Freccia rossa, sarà un’ edizione “olimpionica”

Tra i partecipanti attesi lo schermidore Cassarà e un'atleta di Londra 2012. Già iscritte 620 vetture storiche. Aci in attesa del piano di ammortamento debiti.

(red.) Un’edizione “a cinque cerchi” quella della Mille Miglia 2013. A prendere parte alla “corsa più bella del mondo”, come la definì Enzo Ferrari, ci saranno infatti lo schermidore bresciano Andrea Cassarà e anche una madrina scelta tra gli azzurri delle Olimpiadi di Londra 2012. Si sussurra un nome eccellente, quello della nuotatrice Federica Pellegrini.
Intanto si comincia a delineare il quadro dell’evento del prossimo 16 maggio: gli iscritti alla competizione automobilistica con macchine d’epoca sono già 620. Coloro, cioè, che hanno completato le procedure di iscrizione e che sono in attesa di conoscere se verranno inseriti nella lista dei partecipanti, il cui numero è fissato in 375.

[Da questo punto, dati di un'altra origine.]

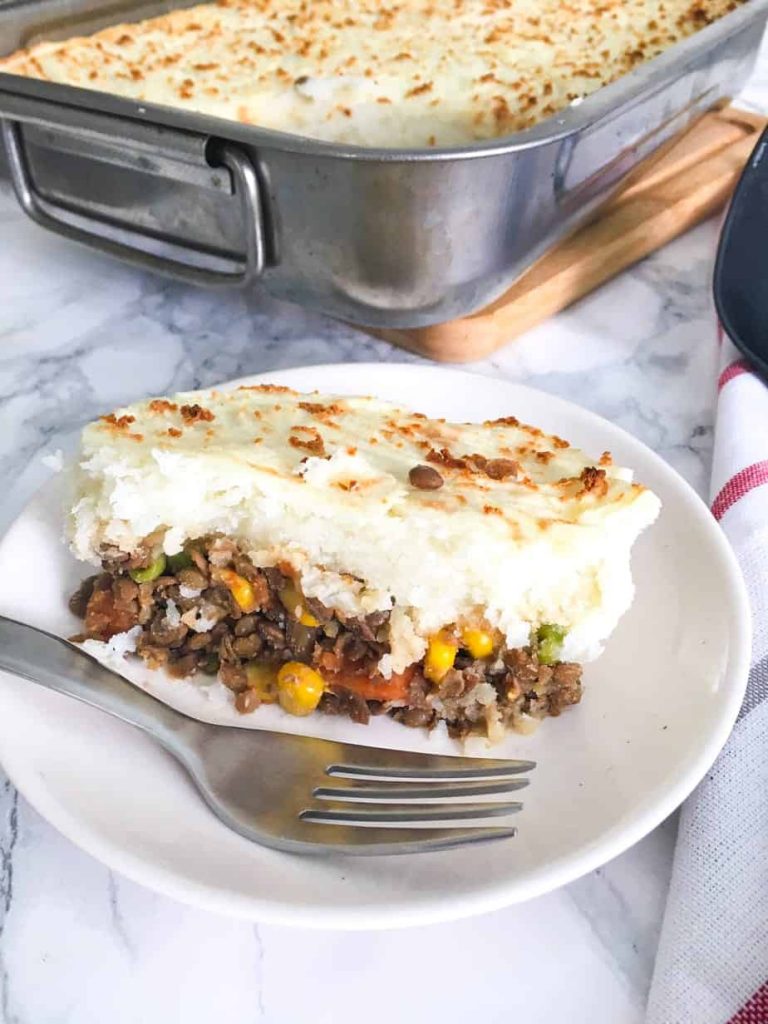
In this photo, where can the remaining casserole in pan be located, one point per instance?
(418, 73)
(348, 556)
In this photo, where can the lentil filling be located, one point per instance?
(210, 610)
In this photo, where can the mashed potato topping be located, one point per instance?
(374, 508)
(415, 73)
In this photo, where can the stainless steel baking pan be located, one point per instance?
(383, 238)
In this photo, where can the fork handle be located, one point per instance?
(49, 660)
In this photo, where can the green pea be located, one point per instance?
(211, 666)
(181, 560)
(550, 640)
(153, 570)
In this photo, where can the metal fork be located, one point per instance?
(286, 792)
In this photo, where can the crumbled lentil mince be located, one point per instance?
(193, 623)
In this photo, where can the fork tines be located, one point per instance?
(422, 792)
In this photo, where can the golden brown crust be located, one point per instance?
(414, 73)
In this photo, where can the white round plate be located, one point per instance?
(657, 708)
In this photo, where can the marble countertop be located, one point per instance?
(79, 944)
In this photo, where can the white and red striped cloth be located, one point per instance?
(712, 966)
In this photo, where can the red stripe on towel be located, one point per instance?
(738, 485)
(756, 1011)
(731, 371)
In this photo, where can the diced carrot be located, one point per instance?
(373, 687)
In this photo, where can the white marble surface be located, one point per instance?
(81, 945)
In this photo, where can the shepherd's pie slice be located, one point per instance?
(348, 556)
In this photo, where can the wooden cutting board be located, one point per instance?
(689, 180)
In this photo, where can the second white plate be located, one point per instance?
(657, 708)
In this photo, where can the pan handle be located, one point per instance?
(107, 237)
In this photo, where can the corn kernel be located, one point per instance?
(292, 601)
(262, 679)
(439, 657)
(299, 688)
(241, 590)
(479, 643)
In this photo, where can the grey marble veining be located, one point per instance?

La manifestazione sportiva, fiore all’occhiello di Brescia, è gestita da 1000 Miglia srl, alla cui guida si trova Roberto Gaburri, mentre l’Aci di Brescia risulta al momento ancora commissariato sotto l’egida di Matteo Piantedosi il quale ha anche spiegato il piano di ammortamento debiti dell’ente. Se via Ferrari riuscirà ad avere da 1000 Miglia Srl almenon1,2milioni di euro, il commissariamento disposto da Roma verrà meno. Di conseguenza, verranno indette nuove elezioni, che si ipotizza potrebbero essere fissate già per settembre.
Piantedosi ha anche presentato il nuovo Cda di Mille Miglia Srl, rinnovato dopo l’addio dell’amministratore delegato Stefano Sacco.
A sostituirlo Andrea Dalledonne, già componente del CdA della 1000 Miglia srl ed esperto contabile e Marco Makaus, come responsabile della marketing e della valorizzazione del marchio “Mille Miglia”.
Tornando alla kermesse, il percorso della freccia rossa ricalcherà sostanzialmente quello del 2102, ma i particolari saranno svelato il 5 marzo a Ginevra, con la presentazione ufficiale dell’evento.
Unica certezza è il passaggio, come simbolico segno dis solidarietà, nelle terre dell’Emilia colpite dal terremoto dello scorso maggio.